Antrag der Fraktion der SPD und der Fraktion Bündnis 90/Die Grünen

I.

Die Bedeutung der Kindertagespflege hat sich in den letzten Jahren erheblich gewandelt. Sie ist ein fester Bestandteil der Betreuungslandschaft geworden und bietet Eltern ein flexibles Angebot, das zu einer wesentlich besseren Vereinbarkeit von Familie und Beruf beiträgt. Die Tatsache, dass Tagespflegepersonen immer mehr Kinder betreuen ist ein Beleg dafür, dass das Vertrauen der Eltern in diese Betreuungsform gestiegen ist. Besonders bei der Betreuung von Kindern unter drei Jahren und zu ungewöhnlichen Betreuungszeiten ist das Angebot der Kindertagespflege für Familien attraktiv. Mütter und Väter junger Kinder schätzen die enge Bindung an eine einzige Betreuungsperson und die überschaubare Gruppengröße. Die jüngst veröffentlichte „Nationale Untersuchung zur Bildung, Betreuung und Erziehung in der frühen Kindheit“ (NUBBEK) spiegelt auch die eingetretene qualitative Weiterentwicklung der Kindertagespflege wider: Die Bindungsqualität des Kindes zur Tagespflegeperson ist ausgesprochen hoch, womit auch die entscheidende Grundlage für das Wohlbefinden des Kindes und – darauf aufbauend – den Bildungserwerb gelegt ist.
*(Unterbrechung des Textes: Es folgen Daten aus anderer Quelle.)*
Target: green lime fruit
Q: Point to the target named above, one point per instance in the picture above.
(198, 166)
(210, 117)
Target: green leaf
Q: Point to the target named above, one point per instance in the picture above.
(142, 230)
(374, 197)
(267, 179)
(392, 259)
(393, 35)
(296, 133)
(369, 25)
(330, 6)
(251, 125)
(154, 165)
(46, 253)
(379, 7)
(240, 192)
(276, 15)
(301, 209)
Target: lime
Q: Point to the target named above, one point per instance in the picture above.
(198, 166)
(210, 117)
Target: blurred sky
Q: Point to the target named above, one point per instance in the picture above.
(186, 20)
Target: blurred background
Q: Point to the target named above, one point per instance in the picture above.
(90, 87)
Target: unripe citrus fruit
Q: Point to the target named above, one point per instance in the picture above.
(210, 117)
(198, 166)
Dies spiegelt sich auch in den Zahlen wider: Im Kindergartenjahr 2013/2014 stehen in Nordrhein-Westfalen für über 38.300 Kinder unter drei Jahren Plätze in der Kindertagespflege zur Verfügung. Im Vergleich zum Vorjahr sind sie damit um beachtliche 17 Prozent angestiegen. Die Kindertagespflege leistet einen wichtigen Beitrag für den Ausbau der Kindertagesbetreuung  – ohne sie wäre die Erfüllung des Rechtsanspruchs nicht zu realisieren.  
Die Kindertagespflege hat sich zu einem eigenständigen Berufsfeld entwickelt. Umso wichtiger ist, dass sowohl Familien als auch die in der Kindertagespflege tätigen Personen qualitativ hochwertige und adäquate Rahmenbedingungen vorfinden. Ziel muss sein, das Berufsfeld der Kindertagespflege attraktiver zu gestalten, die Arbeit der Tagespflegepersonen angemessen zu honorieren und angesichts des steigenden Bedarfs mehr Menschen für den Beruf zu gewinnen.
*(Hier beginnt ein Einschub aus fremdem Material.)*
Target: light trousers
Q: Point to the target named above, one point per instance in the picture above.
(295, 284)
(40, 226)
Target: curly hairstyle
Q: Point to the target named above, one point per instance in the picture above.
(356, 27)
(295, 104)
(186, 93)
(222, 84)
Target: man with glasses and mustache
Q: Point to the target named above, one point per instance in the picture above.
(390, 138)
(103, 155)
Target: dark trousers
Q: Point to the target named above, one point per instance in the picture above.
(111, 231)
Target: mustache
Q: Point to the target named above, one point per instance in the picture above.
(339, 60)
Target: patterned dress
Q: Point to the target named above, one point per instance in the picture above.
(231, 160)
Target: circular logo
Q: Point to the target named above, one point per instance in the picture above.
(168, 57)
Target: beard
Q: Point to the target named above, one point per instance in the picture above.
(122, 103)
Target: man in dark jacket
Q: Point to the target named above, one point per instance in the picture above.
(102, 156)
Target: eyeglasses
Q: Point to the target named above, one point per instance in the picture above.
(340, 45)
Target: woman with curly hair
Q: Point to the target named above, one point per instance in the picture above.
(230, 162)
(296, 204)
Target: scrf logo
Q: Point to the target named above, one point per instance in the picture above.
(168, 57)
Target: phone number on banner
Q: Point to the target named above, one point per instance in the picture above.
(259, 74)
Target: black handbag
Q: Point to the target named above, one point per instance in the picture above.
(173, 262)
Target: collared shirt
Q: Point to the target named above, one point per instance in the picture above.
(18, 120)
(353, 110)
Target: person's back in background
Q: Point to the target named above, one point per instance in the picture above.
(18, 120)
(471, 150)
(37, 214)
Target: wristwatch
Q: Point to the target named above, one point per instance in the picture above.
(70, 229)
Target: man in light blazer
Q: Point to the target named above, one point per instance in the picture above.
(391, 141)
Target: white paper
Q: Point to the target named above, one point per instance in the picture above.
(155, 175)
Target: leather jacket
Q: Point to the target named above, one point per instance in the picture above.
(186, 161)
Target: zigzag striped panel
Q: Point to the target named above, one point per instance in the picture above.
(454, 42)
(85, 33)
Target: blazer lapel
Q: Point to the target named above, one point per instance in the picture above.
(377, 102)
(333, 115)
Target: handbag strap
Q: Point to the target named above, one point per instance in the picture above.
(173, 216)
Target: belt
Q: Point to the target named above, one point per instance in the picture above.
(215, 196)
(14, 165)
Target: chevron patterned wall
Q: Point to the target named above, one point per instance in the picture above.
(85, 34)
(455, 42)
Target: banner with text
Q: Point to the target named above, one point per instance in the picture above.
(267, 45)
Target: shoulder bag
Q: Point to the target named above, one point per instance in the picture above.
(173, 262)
Mit der steigenden Nachfrage an Betreuungsplätzen für Kinder ab dem vollendeten ersten Lebensjahr sind auch die Herausforderungen in der frühkindlichen Bildung in den vergangenen Jahren deutlich gestiegen. Qualifikationen und Kompetenzen des pädagogischen Personals sind entscheidend, wenn es darum geht, den Professionalisierungsansprüchen gerecht zu werden. Kinder in der Tagespflege zu betreuen, ist eine hoch verantwortungsvolle Tätigkeit.
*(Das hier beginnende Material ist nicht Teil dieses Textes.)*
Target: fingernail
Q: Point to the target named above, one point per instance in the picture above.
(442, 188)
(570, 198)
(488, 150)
Die Arbeit verlangt Flexibilität und ein Gespür für die individuellen Bedürfnisse der Kinder, die in ihrer Entwicklung unterstützt und gefördert werden sollen. Die überwiegend freiberuflich tätigen Tagespflegepersonen benötigen spezielle pädagogische Kompetenzen, aber auch umfangreiche betriebswirtschaftliche und rechtliche Kenntnisse und Fähigkeiten, die sich von denen der Erzieherinnen und Erzieher im klassischen Sinne erheblich unterscheiden (können). Auch kommunikativen und organisatorischen Kompetenzen kommt ein besonderes Gewicht zu, da Tagespflegepersonen ihre Arbeitsorganisation und die Zusammenarbeit mit Eltern, Behörden, Kolleginnen und Kollegen in der Regel selbstständig gestalten müssen.
Zu den Ursachen für die positive Entwicklung in der Kindertagespflege gehören die Verbesserungen der rechtlichen Rahmenbedingungen in der Bundes- und Landesgesetzgebung. Der bundesrechtlichen Gleichstellung der Kindertagespflege mit der institutionellen Kindertagesbetreuung folgte die entsprechend notwendige landesgesetzliche Umsetzung in Nordrhein- Westfalen im Rahmen des Kinderbildungsgesetzes. Damit war auch ein Einstieg des Landes in die Finanzierung öffentlich geförderter Kindertagespflege verbunden. Mit dem Belastungsausgleichgesetz Jugendhilfe wurde diese Landesfinanzierung noch ausgeweitet.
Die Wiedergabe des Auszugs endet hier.